Learning the lessons of bursting bubbles

EVENTS of the past week suggest the obsession with property as an investment vehicle in this country is far from dead.

Learning the lessons of bursting bubbles

The distressed property auction held in Dublin’s historic Shelbourne Hotel last Friday week resulted in 82 of the 84 properties being sold, many achieving prices well above the reserves slapped on them.

Those details have been well documented. What’s more worrying is that, on the basis of the evidence to hand, punters out there still regard property as offering good long-term returns.

The hotel was jammed on the day and people were ringing in bids from the street.

Some auctioneers monitoring the event thought the overwhelming response to the auction suggested property was about to make a comeback.

Do we ever learn?

Long before the boom, The Economist magazine claimed that previous property bubbles took decades to retrieve the values lost after markets collapsed.

Its warnings back in 2005 that the globe was sitting on such a massive property bubble was ignored.

Well after that warning, rounded on by analysts here and condemned as sour grapes by most of us, the Irish banks introduced 100% mortgages to help those with no savings get to fulfil that most fundamental of Irish aspirations, to buy their own little home to keep them safe from the big bad world.

Little did they know that in jumping at the chance to invest, they had bought just at the peak of the boom with their dream of security shattered.

The banking report earlier this week by Peter Nyberg said the entire country got caught up in the property mania and one now wonders if investors are about to indulge in another bout of buying mania?

Nyberg was quite categoric in his findings.
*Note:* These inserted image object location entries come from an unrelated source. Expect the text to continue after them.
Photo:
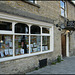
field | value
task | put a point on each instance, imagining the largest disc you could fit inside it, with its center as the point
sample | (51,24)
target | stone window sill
(32,4)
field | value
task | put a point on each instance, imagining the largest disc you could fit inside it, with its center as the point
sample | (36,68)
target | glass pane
(6,45)
(33,1)
(21,28)
(45,30)
(35,29)
(62,4)
(21,44)
(45,43)
(62,12)
(35,45)
(5,26)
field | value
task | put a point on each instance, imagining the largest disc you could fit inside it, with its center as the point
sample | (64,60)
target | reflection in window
(45,30)
(35,44)
(35,29)
(62,4)
(21,28)
(6,45)
(21,44)
(45,43)
(33,1)
(5,26)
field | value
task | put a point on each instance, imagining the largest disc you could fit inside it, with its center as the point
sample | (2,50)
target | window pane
(35,29)
(62,4)
(21,28)
(21,44)
(6,45)
(45,30)
(35,45)
(5,26)
(45,43)
(62,12)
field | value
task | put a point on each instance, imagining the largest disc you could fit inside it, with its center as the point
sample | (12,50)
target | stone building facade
(42,12)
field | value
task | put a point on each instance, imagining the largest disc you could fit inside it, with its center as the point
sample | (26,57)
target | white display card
(42,47)
(10,44)
(1,52)
(27,46)
(31,45)
(34,49)
(10,51)
(22,51)
(17,51)
(46,47)
(6,52)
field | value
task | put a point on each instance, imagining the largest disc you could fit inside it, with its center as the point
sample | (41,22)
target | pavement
(64,67)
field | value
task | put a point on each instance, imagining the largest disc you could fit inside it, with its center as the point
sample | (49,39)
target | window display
(21,28)
(45,43)
(17,42)
(35,44)
(5,26)
(35,29)
(21,44)
(6,45)
(45,30)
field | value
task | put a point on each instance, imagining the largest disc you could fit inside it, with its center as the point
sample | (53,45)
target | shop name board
(71,23)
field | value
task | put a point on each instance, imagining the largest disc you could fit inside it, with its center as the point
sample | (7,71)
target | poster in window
(46,47)
(10,51)
(10,44)
(1,53)
(6,52)
(34,49)
(22,51)
(17,51)
(42,47)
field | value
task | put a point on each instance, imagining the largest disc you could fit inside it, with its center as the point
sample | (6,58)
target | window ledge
(63,16)
(32,4)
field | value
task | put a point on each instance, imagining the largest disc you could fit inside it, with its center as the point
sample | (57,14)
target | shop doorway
(63,45)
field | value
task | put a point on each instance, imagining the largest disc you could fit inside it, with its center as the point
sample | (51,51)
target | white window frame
(29,22)
(64,9)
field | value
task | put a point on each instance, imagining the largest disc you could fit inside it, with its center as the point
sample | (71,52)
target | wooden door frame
(67,44)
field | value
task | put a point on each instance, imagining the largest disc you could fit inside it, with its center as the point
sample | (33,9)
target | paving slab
(65,67)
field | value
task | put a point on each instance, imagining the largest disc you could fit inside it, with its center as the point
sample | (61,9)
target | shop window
(45,43)
(45,30)
(5,26)
(35,29)
(63,8)
(6,46)
(21,28)
(35,45)
(21,44)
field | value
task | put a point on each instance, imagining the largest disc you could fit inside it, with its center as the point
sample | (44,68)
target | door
(63,45)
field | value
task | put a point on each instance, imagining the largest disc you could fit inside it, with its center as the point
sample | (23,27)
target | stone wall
(48,9)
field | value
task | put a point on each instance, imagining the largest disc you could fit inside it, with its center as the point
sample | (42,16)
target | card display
(1,53)
(22,51)
(21,44)
(10,51)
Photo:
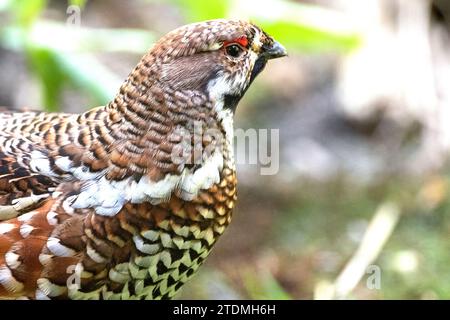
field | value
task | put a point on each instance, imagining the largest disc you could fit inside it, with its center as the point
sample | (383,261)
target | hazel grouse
(125,201)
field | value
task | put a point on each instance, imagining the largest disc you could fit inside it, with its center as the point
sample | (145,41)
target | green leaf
(198,10)
(80,3)
(51,76)
(26,11)
(264,286)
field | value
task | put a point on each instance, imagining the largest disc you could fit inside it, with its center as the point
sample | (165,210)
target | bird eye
(233,50)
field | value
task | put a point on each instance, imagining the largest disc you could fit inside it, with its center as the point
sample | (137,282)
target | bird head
(219,57)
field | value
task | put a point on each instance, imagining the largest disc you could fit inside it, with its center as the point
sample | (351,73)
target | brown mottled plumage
(126,201)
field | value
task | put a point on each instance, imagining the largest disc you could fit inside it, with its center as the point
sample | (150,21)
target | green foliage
(264,287)
(297,26)
(26,11)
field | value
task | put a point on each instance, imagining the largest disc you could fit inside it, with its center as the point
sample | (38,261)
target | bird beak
(275,51)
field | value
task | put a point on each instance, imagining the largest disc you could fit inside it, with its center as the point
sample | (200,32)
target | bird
(125,201)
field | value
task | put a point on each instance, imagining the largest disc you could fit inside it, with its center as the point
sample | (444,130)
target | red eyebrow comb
(243,41)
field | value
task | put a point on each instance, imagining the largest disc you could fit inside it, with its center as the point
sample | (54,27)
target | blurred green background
(363,108)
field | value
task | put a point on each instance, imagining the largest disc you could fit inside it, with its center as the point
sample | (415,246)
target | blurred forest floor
(358,128)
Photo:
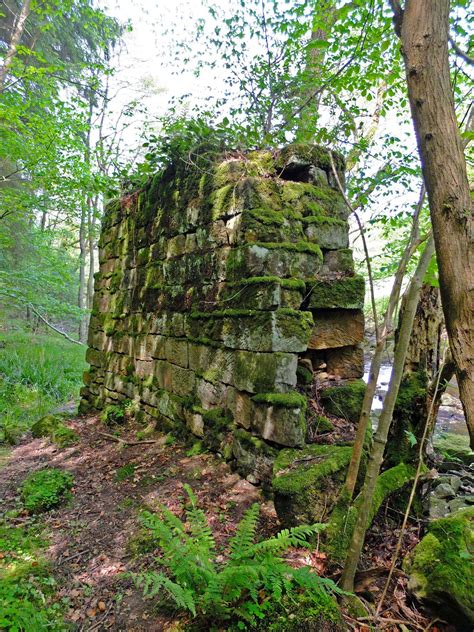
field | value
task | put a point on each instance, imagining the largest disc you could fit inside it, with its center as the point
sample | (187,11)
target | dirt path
(90,538)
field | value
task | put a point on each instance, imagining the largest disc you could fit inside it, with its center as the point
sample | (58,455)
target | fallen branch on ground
(125,442)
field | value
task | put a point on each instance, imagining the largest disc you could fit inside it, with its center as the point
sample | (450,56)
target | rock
(458,504)
(254,457)
(344,400)
(441,570)
(438,508)
(346,292)
(444,490)
(336,328)
(306,482)
(346,362)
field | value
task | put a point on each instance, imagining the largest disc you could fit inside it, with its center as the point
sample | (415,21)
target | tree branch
(43,319)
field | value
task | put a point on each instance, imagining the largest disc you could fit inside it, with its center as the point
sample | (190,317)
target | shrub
(242,588)
(45,489)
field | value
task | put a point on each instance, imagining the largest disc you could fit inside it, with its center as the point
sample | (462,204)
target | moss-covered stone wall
(216,281)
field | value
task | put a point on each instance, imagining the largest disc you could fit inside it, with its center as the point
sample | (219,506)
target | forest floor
(95,541)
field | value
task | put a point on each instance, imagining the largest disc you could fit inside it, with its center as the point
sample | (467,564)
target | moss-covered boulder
(346,292)
(441,569)
(45,489)
(341,523)
(306,482)
(454,447)
(344,400)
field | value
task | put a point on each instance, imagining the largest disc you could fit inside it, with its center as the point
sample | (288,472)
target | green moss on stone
(304,375)
(344,400)
(306,482)
(347,293)
(323,424)
(288,284)
(285,400)
(441,567)
(343,516)
(299,246)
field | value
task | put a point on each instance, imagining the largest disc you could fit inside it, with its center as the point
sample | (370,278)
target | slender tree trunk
(423,28)
(380,439)
(18,29)
(323,21)
(421,367)
(82,275)
(376,363)
(91,207)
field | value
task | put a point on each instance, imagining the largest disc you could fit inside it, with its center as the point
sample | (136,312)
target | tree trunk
(424,28)
(91,207)
(323,21)
(18,29)
(82,276)
(421,367)
(376,362)
(380,439)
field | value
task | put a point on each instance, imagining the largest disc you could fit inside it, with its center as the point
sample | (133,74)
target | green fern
(241,588)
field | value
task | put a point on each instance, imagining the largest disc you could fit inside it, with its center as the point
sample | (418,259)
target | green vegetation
(441,566)
(53,426)
(45,489)
(245,586)
(37,373)
(286,400)
(125,472)
(27,590)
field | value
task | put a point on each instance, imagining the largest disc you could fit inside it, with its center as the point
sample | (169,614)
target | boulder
(441,569)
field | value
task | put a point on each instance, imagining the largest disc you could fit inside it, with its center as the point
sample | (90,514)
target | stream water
(450,417)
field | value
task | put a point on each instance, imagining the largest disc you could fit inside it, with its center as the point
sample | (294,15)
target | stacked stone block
(215,281)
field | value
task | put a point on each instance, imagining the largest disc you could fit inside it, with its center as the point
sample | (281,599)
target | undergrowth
(37,374)
(45,489)
(27,590)
(237,591)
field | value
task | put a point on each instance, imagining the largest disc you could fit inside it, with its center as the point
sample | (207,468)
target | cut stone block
(336,328)
(285,260)
(345,362)
(280,330)
(276,417)
(345,292)
(344,400)
(254,457)
(307,482)
(328,232)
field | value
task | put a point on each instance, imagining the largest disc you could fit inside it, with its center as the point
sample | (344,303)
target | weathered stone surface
(254,457)
(440,568)
(345,292)
(344,400)
(286,260)
(306,482)
(329,233)
(345,362)
(336,328)
(198,312)
(279,330)
(279,418)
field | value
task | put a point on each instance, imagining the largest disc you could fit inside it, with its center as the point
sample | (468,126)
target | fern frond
(152,582)
(286,539)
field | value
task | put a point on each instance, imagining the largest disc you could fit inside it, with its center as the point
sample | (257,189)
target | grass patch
(37,374)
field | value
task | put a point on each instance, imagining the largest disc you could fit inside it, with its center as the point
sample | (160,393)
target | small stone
(438,508)
(444,490)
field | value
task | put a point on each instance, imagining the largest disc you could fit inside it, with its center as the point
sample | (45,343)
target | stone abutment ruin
(226,286)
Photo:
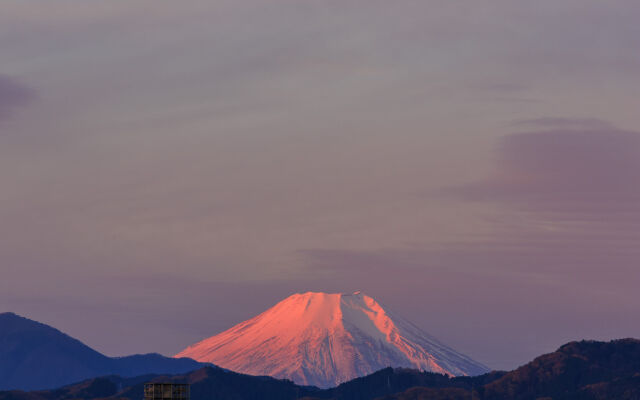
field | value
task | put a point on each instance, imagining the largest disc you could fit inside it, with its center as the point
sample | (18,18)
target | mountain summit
(325,339)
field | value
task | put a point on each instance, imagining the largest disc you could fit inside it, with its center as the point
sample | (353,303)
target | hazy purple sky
(171,168)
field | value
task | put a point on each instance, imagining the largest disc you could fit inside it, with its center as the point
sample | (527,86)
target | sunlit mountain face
(325,339)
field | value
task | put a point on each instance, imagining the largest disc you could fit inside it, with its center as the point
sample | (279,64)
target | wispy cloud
(13,95)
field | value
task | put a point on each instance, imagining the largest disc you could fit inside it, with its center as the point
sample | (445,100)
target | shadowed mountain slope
(324,339)
(37,356)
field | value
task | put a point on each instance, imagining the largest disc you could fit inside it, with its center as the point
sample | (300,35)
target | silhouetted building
(166,391)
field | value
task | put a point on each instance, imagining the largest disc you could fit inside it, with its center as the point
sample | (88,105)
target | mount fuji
(324,339)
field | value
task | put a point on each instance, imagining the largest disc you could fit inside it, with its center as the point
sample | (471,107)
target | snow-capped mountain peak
(324,339)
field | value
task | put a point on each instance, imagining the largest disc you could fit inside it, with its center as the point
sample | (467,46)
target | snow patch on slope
(324,339)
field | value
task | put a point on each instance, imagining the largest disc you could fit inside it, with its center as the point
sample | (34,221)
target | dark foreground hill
(37,356)
(585,370)
(579,370)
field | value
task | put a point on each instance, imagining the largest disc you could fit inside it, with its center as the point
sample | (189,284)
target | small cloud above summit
(13,94)
(585,171)
(564,123)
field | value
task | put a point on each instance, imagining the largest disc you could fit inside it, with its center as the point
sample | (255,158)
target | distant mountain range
(37,356)
(585,370)
(324,339)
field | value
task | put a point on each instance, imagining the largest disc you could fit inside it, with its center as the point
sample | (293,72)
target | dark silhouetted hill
(37,356)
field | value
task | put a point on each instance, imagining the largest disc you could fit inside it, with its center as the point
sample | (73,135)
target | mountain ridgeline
(324,339)
(37,356)
(583,370)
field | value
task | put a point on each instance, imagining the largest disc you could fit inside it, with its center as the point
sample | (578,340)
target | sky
(169,169)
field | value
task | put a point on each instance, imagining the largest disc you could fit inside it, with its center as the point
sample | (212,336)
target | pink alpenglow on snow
(325,339)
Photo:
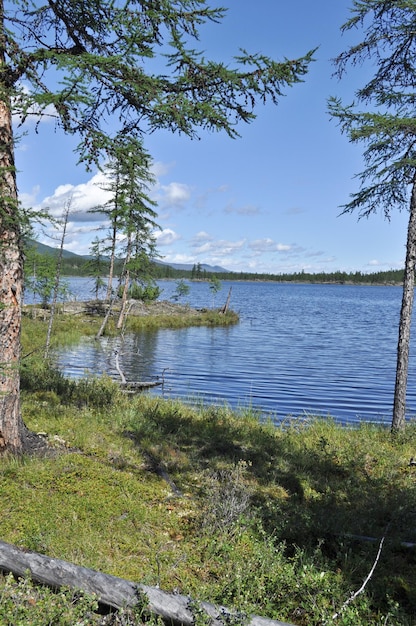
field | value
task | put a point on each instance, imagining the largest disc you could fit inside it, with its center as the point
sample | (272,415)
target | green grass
(219,505)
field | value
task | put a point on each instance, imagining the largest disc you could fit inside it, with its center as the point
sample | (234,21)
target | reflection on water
(320,349)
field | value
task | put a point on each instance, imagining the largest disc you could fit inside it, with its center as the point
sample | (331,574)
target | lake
(298,350)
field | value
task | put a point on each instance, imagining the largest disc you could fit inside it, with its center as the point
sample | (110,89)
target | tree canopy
(385,123)
(105,70)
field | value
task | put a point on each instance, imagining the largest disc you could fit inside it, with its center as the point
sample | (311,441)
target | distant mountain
(44,249)
(188,267)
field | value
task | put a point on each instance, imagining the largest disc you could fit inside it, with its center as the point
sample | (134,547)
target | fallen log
(174,609)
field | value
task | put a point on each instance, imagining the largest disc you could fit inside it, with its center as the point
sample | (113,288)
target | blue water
(298,350)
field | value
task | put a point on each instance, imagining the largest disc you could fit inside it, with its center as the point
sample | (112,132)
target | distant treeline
(78,266)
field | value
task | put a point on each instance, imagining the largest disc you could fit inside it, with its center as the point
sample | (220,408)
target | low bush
(278,520)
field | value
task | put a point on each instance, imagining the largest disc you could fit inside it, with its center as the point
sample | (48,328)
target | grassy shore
(280,520)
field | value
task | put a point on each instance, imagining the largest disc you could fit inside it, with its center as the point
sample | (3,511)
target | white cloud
(201,236)
(247,209)
(81,198)
(173,195)
(166,237)
(269,245)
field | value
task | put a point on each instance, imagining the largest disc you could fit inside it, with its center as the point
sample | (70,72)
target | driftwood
(174,609)
(132,387)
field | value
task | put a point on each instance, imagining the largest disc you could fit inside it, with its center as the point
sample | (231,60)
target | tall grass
(280,520)
(269,519)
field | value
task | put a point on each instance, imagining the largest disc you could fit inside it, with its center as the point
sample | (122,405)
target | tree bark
(11,269)
(399,408)
(174,609)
Most of us signed up for the easy credit being shoved our way by the banks.

There was an implicit belief that the boom would last forever and the banks themselves seemed to believe that they had security against other assets owned by borrowers that had grown impressively since they had been built or bought for investment purposes.

For that reason Nyberg seems to have thought that he needed to keep the Anglo Irish bankers and other high-profile names linked to the crash out of his report.

Without saying it specifically, it was clear Nyberg wanted to hammer home the message that the very nature of a bubble is such that it required denial on behalf of all of those involved to push it to bursting point.

Without exception, all of those involved, whether lenders, borrowers, the media or indeed the state regulators, all failed to shout stop, he said.

That is the essential nature of a bubble and Nyberg said that the frightening thing was that substantial evidence existed that this economy was in the middle of a property bubble.

From 2005/2006 documented evidence existed in the case of bank lending and other figures that should have caused serious concern among the regulator, the Central Bank, the government and the banks, but few were prepared to question the mania that had gripped the property sector and the country at that point, Nyberg said.

Effectively, we got caught up in a bubble that dragged the whole county and its mother down with it.

People spoke out and some suffered for having the moral courage to do this. But the rush to denial was huge, even when the evidence was strong and pretty incontrovertible, according to Nyberg’s report.

In effect this is the essence of a classic bubble and even when the evidence exists, people fail or refuse to make the connection. It would appear that it is very difficult to identify a property bubble when you are right in the middle of if, and that was Nyberg’s basic conclusion.

In a question and answer session& after the publication of the report this week, he even exonerated the big European banks who supplied us with the wholesale credit that fed the boom.

In his view, they lent in good faith, and were also taken in by the boom factors that had this economy growing faster than most developed economies anywhere in the world.

He said normal rational behaviour vanished and, despite the serious evidence pointing towards catastrophe, the collective mania was so strong that very few were prepared to stand up and say this was wrong.

People were disappointed that Nyberg was not more specific about individuals who were big players in facilitating the crash and saw it as insipid from that point of view.

But Nyberg made clear from his comments and in his report that, as a country we were very much the orchestrators of our own downfall. That does not mean some individuals may not yet be held accountable for a lot of what went on.